Gotta be something else you need for jumbo packets, a 40GbE switch without jumbo packets is like a 150 Mbps connection with a 1TB data limit.

Oh…

2 Likes

Very much that… Given that high-speed NFS for large (many gigabyte) files for my personal compute cluster is my reason for this link…

1 Like

and to completely answer my own question - the issue is a two-parter:

  1. the default MTU is 1554
  2. Whatever you set, you may need to leave head-room for linux to “fudge” the MTU. I vaguely recall a bug where some header math was done incorrectly on MTU which caused 10GbE cards to malfunction with 9000 MTU

I set MTU to 9000 everywhere and it still failed. I then set the switch to 12000 (its internally stated max) and the clients to 9000 and now it works)

Dell(conf)interface fortyGigE 0/0
Dell(conf-if-fo-0/0)#mtu 12000
Dell(conf-if-fo-0/0)#interface fortyGigE 0/8
Dell(conf-if-fo-0/8)#mtu 12000
Dell(conf-if-fo-0/8)#interface fortyGigE 0/4
Dell(conf-if-fo-0/4)#mtu 12000
Dell(conf-if-fo-0/4)#interface fortyGigE 0/12
Dell(conf-if-fo-0/12)#mtu 12000

I’m guessing that 9000 + ~100-300b would have worked as well since that’s what I recall the linux kernel/driver bug missing in its header computation…

1 Like

You need to configure the MTU on the switch ports as well. We use 9126 on appliances which have a similar switch.

1 Like

40 Gbps / 1500 bytes is 3.33 million packets per second… 300ns is roughly 1000cycles per packet per core… that should be plenty, no?

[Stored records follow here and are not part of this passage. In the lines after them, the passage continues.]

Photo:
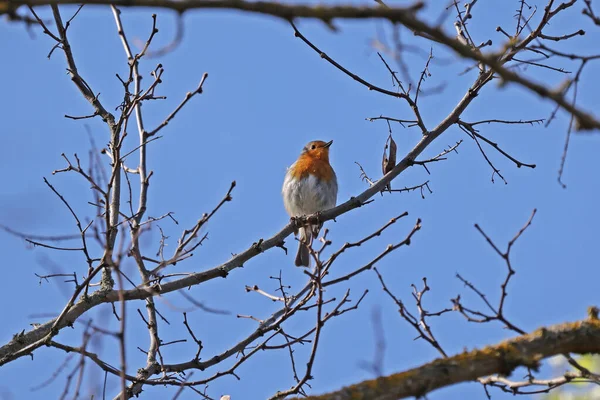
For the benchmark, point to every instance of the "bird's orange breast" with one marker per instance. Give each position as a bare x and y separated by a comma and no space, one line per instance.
311,165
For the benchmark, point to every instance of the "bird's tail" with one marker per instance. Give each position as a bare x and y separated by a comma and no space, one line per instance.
305,240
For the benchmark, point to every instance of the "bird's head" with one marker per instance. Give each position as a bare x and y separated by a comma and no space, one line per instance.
317,149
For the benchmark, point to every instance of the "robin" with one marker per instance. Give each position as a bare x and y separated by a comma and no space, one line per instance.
310,186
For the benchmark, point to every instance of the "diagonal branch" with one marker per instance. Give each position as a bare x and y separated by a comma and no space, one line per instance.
526,350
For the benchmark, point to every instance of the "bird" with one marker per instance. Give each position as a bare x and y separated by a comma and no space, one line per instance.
309,187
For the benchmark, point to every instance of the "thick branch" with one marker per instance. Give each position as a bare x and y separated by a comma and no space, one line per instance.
527,350
280,10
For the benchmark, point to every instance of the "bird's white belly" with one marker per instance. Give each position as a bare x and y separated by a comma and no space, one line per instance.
309,195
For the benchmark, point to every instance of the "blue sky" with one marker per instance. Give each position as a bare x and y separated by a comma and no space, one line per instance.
268,94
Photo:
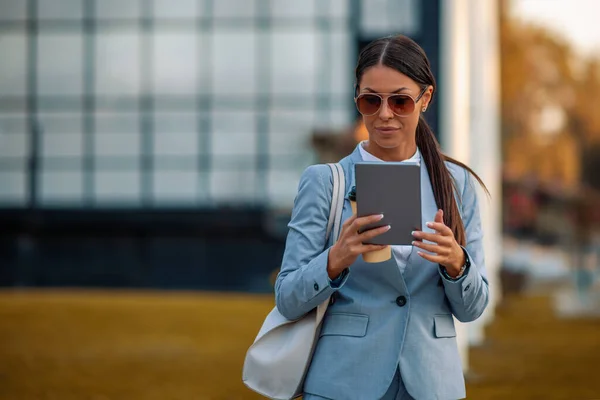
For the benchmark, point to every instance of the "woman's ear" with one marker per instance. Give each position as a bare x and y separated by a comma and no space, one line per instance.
426,98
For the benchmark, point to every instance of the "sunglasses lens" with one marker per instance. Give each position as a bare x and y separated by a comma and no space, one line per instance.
401,104
368,104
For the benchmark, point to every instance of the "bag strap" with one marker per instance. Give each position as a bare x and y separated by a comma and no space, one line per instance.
337,202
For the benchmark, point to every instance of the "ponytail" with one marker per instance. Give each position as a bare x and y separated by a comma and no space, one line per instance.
442,182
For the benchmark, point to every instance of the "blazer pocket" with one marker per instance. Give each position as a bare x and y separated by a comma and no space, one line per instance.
345,324
444,326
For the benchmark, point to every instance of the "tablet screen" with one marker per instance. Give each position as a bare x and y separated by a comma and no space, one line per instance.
394,190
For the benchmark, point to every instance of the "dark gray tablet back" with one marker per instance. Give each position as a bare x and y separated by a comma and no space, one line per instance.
394,190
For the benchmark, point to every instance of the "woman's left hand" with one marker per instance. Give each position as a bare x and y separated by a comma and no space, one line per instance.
446,251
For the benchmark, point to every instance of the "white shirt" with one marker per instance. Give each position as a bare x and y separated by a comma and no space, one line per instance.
401,253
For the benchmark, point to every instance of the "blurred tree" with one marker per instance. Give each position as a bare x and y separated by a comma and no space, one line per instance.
549,105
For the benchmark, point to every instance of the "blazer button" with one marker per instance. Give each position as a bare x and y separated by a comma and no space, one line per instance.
401,301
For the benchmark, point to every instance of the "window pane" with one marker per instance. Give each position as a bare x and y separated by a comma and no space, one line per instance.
233,186
59,64
61,187
177,9
379,17
175,63
293,8
118,64
337,9
13,69
341,63
117,135
234,8
13,10
116,187
60,9
13,145
175,186
233,136
293,62
234,62
109,9
290,132
14,140
175,134
61,135
13,187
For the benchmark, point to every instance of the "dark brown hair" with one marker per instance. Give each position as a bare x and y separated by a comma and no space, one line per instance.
407,57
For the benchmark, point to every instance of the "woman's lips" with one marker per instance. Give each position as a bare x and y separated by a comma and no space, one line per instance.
386,130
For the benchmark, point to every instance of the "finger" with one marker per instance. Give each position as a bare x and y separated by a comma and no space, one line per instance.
441,228
431,237
432,257
349,221
432,248
371,233
360,222
439,216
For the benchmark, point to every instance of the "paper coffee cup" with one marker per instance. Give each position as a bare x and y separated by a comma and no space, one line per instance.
372,256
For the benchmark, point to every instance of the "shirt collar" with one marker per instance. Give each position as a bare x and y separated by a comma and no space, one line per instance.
366,156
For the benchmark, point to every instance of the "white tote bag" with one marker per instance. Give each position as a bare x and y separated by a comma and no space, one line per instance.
277,362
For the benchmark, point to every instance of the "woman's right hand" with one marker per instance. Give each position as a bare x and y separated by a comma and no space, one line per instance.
351,243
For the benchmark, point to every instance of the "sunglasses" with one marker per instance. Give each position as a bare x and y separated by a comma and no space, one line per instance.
401,105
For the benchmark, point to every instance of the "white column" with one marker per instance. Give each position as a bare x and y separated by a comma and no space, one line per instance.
454,102
485,149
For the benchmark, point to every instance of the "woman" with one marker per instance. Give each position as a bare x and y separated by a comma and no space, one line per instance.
388,332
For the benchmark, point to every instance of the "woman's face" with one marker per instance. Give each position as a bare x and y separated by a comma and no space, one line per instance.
385,128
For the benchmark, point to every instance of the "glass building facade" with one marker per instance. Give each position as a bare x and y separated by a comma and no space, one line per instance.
162,103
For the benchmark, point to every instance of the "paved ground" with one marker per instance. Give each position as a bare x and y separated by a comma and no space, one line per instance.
68,345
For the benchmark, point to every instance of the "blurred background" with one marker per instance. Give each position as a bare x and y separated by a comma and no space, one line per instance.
150,152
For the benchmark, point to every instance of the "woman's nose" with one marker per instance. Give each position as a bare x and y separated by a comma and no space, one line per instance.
385,111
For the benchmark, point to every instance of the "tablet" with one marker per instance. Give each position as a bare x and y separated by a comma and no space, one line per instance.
394,190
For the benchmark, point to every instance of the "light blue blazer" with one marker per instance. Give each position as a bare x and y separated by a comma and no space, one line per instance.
380,319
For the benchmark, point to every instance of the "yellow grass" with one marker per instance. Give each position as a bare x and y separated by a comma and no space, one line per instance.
101,345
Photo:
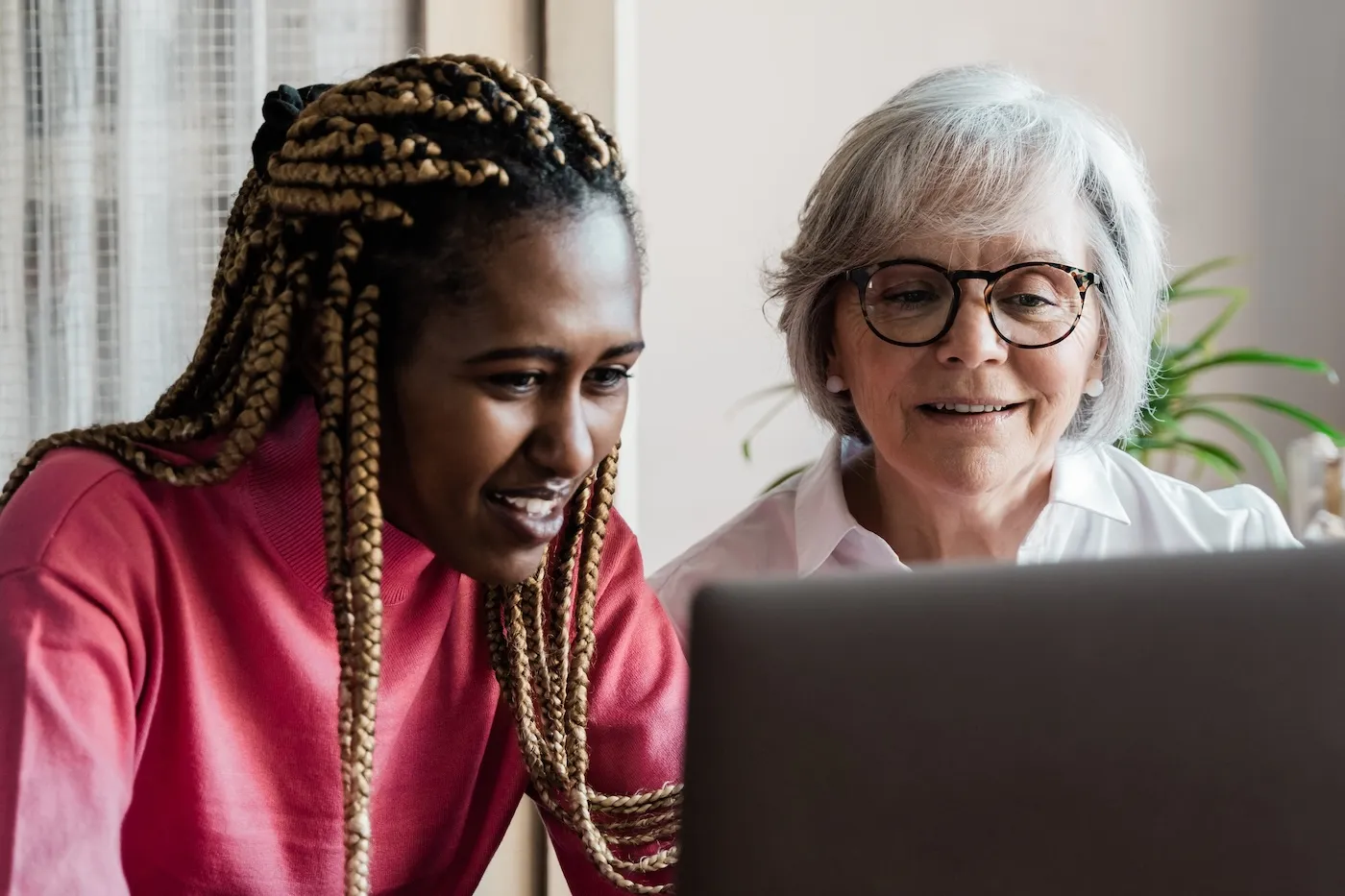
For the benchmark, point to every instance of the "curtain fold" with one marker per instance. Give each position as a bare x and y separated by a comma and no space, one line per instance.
124,134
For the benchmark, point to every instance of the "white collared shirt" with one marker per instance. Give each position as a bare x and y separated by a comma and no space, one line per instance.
1103,503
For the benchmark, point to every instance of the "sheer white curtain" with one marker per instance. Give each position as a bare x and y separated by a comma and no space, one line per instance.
125,130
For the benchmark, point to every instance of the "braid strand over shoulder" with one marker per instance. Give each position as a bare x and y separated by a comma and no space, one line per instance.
295,251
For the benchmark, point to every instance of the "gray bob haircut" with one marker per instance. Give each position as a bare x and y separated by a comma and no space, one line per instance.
978,153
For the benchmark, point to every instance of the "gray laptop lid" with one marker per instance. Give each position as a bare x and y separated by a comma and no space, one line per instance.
1157,727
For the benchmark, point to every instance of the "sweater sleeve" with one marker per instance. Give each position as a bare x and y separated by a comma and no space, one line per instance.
67,688
636,704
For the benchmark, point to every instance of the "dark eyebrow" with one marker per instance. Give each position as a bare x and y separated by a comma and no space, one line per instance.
548,352
1042,254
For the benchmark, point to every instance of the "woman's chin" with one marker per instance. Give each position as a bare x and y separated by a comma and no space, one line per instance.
962,470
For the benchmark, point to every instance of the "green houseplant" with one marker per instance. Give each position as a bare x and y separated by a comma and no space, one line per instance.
1177,401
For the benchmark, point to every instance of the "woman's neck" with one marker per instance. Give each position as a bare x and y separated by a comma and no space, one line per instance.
924,523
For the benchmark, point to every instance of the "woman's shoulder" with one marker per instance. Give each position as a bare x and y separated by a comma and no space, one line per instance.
73,496
759,540
1239,516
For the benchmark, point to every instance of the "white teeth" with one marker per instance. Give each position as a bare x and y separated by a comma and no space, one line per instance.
531,506
968,409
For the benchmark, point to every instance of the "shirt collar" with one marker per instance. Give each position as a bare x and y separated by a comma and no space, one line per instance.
1082,478
822,519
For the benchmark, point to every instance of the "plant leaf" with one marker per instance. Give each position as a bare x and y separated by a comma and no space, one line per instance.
1254,437
1293,412
1213,456
1236,299
783,476
1200,271
1257,356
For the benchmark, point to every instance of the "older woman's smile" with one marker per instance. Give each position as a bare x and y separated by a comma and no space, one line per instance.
970,413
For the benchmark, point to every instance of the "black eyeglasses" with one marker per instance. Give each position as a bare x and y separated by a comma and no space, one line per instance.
911,303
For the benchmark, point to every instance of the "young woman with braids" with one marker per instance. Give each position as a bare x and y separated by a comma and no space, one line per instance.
403,419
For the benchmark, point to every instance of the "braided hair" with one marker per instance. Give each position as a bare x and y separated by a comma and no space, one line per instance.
349,183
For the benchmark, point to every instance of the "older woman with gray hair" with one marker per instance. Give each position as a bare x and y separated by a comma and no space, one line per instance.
970,304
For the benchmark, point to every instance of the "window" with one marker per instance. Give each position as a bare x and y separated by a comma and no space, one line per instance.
125,130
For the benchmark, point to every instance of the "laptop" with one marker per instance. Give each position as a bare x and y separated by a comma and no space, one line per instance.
1159,727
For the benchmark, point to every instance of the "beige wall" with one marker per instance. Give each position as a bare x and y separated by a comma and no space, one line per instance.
739,110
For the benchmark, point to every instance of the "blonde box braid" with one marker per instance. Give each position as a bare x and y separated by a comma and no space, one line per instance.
338,171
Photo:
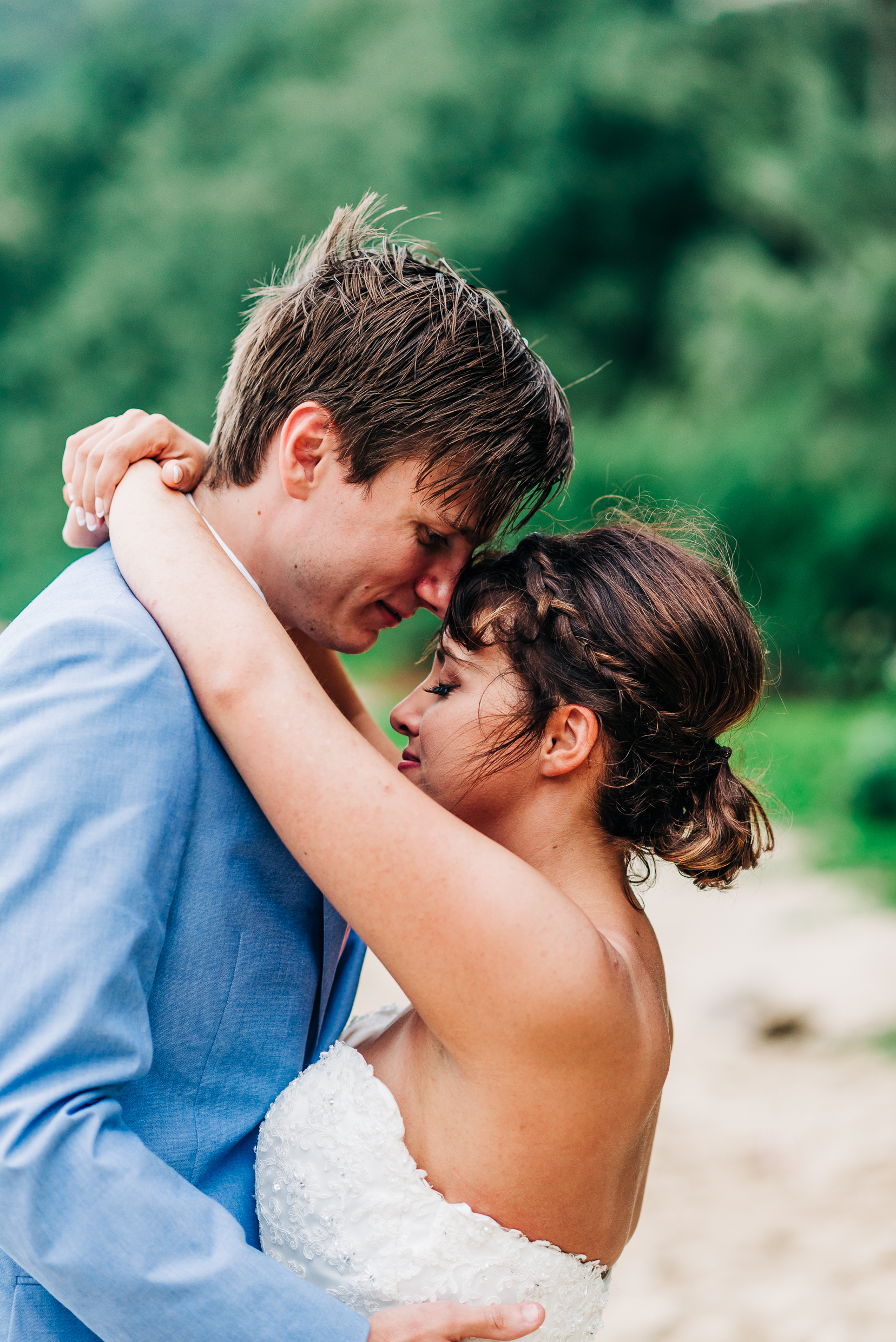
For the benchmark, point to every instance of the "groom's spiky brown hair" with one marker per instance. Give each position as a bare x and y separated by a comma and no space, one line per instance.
411,361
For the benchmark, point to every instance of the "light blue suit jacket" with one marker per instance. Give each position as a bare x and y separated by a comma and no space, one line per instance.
166,971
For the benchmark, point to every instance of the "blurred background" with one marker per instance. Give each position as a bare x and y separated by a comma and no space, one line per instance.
703,195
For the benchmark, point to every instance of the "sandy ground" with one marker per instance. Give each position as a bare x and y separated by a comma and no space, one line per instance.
770,1212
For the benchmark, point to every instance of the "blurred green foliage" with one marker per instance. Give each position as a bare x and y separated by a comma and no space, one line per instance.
707,202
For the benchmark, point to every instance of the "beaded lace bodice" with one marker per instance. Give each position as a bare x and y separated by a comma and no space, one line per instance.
342,1204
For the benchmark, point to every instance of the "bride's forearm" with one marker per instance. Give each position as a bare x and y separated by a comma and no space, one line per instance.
464,925
333,678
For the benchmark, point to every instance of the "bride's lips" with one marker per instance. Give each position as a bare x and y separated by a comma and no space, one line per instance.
408,762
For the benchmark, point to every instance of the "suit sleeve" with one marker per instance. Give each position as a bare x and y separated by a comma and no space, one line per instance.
98,765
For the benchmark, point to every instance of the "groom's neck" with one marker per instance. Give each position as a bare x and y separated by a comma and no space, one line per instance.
240,516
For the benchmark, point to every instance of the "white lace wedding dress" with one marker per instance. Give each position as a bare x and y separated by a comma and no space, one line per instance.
342,1204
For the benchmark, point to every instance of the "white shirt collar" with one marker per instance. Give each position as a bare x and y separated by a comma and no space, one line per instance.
230,552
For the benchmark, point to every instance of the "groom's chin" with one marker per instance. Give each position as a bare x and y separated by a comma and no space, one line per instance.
354,641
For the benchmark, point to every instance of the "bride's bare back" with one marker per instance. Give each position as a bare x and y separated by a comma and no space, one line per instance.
560,1153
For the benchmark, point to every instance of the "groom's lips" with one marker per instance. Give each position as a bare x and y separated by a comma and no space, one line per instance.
391,614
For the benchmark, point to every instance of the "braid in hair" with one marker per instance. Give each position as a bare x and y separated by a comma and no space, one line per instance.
657,642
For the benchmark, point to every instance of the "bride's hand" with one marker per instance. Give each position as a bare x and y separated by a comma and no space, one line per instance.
446,1323
96,461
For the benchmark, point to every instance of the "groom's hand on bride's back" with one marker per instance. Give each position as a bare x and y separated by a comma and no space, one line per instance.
444,1323
97,457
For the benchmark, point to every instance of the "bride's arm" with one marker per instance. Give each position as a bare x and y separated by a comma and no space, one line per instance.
332,677
470,930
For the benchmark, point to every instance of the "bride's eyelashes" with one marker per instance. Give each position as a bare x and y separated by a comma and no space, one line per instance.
442,690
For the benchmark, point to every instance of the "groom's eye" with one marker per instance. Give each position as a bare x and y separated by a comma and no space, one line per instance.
432,540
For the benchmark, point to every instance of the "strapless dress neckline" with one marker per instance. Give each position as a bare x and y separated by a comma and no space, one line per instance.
342,1203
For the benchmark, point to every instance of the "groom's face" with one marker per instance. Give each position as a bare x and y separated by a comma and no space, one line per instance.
363,557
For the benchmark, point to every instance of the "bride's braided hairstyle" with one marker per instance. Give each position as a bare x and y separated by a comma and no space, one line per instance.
657,642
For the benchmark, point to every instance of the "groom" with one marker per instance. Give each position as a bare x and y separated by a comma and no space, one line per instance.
166,966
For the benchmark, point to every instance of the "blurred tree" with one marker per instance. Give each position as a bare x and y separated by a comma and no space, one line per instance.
709,205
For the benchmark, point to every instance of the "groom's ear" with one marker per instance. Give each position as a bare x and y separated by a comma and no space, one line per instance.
305,448
569,739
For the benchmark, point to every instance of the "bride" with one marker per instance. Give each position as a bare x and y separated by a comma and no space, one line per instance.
491,1142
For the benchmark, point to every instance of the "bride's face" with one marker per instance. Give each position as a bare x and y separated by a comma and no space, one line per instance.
451,720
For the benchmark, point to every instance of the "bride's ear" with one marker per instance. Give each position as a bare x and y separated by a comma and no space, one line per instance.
569,739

1500 vs 9000 MTU took a big bite out of 10GbE NFS performance when “streaming” (aka: block-wise sequential access of) large files which is my primary use-case. Given the underlying cause of this (kernel churn on packet processing hitting limits (“packets per second” vs GHz to process them), I would expect nearly identical scaling of Jumbo vs non in 40G we see with 10G.

RDMA may render this moot - I haven’t set that up yet.

1 Like

Have you compared NFS to e.g. just catting the file with mbuffer or similar?

No, but I’m not sure what this would provide me? Sorry if I confused, but my reference to “sequential” access was to describe the flavor, but not the entire function of my desire to optimize NFS access.

My desired functionality isn’t just blind transmit/receive of files, but rather has embedded functionality/caching that minimizes random access and caters to the tendency of the application to desire/process large sequential blocks (MBs to GBs) at a time. That data is also manipulated once pulled from the disk, prior to being used, so there is a benefit of minimizing churn to-from disk of a given region.

Whether the actual application or dd, 10GbE showed significant (it’s been a while, but on the order of 20-30% IIRC) performance delta with jumbo vs non-jumbo frames. Not alone in that, hence Intel’s app-notes for optimizing 10GbE connections.

1 Like